É comum encontrar pacientes que acreditam ter sensibilidade ao glúten, mas, na verdade, reagem a FODMAPs?
Na prática clínica, é frequente que esses pacientes cheguem ao consultório já com o autodiagnóstico simultâneo de síndrome do intestino irritável e de sensibilidade ao glúten não celíaca, o que demonstra como a sobreposição de sintomas e o desconhecimento sobre os reais gatilhos dietéticos levam à confusão e à restrição alimentar desnecessária. (PO)
Mais estudos sobre eixo intestino-cérebro
Um dado que chamou a atenção dos pesquisadores da Universidade de Sheffield sobre pessoas que se autodeclaram sensíveis ao glúten foi a predominância feminina: mulheres têm mais que o dobro de probabilidade de acreditarem ter a condição, mesmo sem diagnóstico, na comparação com homens (14% contra 7,6%, em média). Além disso, o estudo identificou maior frequência de ansiedade, depressão e síndrome do intestino irritável entre aqueles que relatam sensibilidade ao ingrediente.
A associação entre sensibilidade autorreferida e transtornos psicológicos reforça, segundo os autores do artigo, publicado na revista Gut, a hipótese de que mecanismos neurológicos possam ter papel importante no desencadeamento de sintomas. "Parte importante da literatura recente sugere que fatores psicológicos e mecanismos ligados ao eixo intestino-cérebro podem estar envolvidos", escreveram.
Nervo vago
"Não é que os sintomas sejam fruto da imaginação, eles são reais", esclarece Gabriel Moliterne, nutricionista do Hospital Albert Sabin, em São Paulo. "O que acontece é que o intestino e o cérebro estão conectados pelo nervo vago. Quando a gente está ansioso, o nosso intestino sofre, e, quando o nosso intestino sofre, a gente fica mais ansioso", descreve.

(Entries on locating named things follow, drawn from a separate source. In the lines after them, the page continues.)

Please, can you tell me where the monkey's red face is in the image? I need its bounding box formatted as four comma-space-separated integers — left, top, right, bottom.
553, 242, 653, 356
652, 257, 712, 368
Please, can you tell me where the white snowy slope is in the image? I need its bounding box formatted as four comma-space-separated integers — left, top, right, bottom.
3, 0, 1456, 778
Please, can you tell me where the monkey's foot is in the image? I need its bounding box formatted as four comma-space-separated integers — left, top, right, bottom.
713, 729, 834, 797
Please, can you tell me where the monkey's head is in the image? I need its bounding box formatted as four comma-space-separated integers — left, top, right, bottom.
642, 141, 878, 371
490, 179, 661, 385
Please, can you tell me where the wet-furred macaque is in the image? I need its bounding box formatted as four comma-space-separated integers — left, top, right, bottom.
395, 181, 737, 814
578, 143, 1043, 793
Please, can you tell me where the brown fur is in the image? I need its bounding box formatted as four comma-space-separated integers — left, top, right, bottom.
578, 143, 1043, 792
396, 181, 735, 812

Em um estudo citado no artigo publicado na Gut, metade dos participantes foi informada que iria comer um alimento com glúten, embora, na verdade, tenham recebido um placebo. "O que achou que consumiu glúten teve piora dos sintomas. Era apenas expectativa. Às vezes, você precisa de um nutricionista, e às vezes você precisa de um psicólogo, e às vezes precisa dos dois trabalhando juntos", acredita.

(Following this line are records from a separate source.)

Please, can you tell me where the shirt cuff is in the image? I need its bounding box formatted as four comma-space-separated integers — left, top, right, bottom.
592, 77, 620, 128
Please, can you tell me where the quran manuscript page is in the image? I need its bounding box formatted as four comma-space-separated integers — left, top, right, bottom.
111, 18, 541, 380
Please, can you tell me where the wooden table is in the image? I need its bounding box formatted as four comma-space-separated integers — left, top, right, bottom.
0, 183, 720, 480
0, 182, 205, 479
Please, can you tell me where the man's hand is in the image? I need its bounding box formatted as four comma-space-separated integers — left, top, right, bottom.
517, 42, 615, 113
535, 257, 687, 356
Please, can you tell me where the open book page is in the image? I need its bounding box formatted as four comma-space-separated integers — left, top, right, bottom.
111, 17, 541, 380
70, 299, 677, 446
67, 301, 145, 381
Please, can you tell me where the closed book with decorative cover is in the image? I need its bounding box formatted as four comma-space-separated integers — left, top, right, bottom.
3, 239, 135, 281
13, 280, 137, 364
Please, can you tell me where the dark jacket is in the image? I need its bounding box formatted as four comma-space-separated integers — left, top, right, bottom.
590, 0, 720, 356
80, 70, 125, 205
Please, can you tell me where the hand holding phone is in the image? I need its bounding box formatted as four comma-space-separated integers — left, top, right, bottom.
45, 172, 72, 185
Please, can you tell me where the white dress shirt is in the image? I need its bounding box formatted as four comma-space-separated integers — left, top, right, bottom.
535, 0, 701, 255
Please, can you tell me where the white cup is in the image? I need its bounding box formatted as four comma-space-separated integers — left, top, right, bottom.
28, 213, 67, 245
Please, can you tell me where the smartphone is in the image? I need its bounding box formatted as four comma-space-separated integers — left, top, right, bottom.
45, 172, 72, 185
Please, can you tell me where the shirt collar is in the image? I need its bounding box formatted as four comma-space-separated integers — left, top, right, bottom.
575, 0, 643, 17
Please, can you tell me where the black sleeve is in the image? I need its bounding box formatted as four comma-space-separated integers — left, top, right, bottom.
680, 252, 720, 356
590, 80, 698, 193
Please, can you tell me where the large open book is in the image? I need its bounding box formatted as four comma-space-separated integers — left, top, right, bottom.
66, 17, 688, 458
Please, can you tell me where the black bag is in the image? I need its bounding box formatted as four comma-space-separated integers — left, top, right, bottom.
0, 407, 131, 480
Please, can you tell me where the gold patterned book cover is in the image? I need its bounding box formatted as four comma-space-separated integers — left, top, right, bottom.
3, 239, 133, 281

Como a sensibilidade ao glúten sem doença celíaca é uma condição real, os autores do artigo insistem na necessidade de uma investigação clínica rigorosa. "Também há urgência de critérios clínicos mais objetivos, além da ampliação das pesquisas sobre a relação entre o intestino e o sistema nervoso em doenças gastrointestinais", concluíram os pesquisadores da universidade britânica. (PO)

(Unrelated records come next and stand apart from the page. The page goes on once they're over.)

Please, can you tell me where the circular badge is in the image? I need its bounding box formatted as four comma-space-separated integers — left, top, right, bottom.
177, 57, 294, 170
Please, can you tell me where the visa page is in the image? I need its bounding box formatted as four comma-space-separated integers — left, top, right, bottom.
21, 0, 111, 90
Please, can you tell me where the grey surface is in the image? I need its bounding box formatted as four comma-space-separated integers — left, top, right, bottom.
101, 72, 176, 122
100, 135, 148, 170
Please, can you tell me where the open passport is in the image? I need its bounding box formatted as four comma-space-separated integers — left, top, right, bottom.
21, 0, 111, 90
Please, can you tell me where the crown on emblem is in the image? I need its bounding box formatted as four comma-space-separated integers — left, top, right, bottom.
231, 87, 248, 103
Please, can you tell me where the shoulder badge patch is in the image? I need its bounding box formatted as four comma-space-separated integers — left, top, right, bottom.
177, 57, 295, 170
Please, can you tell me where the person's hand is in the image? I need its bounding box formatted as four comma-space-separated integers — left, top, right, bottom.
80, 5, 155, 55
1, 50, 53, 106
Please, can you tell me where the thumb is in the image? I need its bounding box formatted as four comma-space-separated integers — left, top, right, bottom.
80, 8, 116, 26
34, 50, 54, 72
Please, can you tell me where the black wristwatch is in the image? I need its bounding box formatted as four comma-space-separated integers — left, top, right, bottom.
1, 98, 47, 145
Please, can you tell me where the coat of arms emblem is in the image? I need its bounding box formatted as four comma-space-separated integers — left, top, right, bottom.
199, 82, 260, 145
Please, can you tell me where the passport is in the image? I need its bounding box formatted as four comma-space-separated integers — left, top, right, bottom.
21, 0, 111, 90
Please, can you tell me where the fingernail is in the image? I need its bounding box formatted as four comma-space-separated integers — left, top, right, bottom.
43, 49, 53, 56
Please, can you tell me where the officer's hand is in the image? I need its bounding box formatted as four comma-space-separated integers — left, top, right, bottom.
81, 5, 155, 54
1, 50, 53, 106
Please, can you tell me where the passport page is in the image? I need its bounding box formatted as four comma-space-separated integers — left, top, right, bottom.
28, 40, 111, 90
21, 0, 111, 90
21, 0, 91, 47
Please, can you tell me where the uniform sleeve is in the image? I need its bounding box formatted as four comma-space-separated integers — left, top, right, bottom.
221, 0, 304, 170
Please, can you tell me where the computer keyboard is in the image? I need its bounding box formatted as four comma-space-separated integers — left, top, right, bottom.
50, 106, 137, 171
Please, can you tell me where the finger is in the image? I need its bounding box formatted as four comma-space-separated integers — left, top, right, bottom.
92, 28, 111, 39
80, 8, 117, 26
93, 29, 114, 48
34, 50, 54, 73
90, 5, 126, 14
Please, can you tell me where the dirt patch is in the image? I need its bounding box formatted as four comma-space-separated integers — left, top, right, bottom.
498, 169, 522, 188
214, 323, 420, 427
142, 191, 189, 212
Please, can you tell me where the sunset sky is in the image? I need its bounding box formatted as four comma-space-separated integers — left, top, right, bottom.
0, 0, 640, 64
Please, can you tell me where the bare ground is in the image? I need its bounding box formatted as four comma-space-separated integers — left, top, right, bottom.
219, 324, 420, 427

Atenção à gravidade dos sinais
Fernanda Soubak, médica pediatra, especialista em alergia e imunologia da plataforma Inki, explica os sinais de alerta para um quadro verdadeiramente alérgico, diferente da sensibilidade não celíaca:
* Aparecimento rápido dos sintomas (em até duas horas) após o contato com trigo, incluindo inalação;
* Repetição do quadro ao consumir qualquer produto que contenha trigo (pão, bolos, massas);
* Atenção à anafilaxia induzida por exercícios físicos, quando os sintomas só ocorrem quando há o contato seguido de atividade física;
* Sintomas de pele, como urticária (foto) ou prurido, inchaço de face/outros locais, chiado, rouquidão, dificuldade para engolir ou respirar, tontura ou desmaio;
*Sintomas intestinais, como vômitos e diarreia intensa;
* Se houver qualquer sinal de dificuldade respiratória ou queda de pressão, considerar anafilaxia e procurar atendimento de emergência.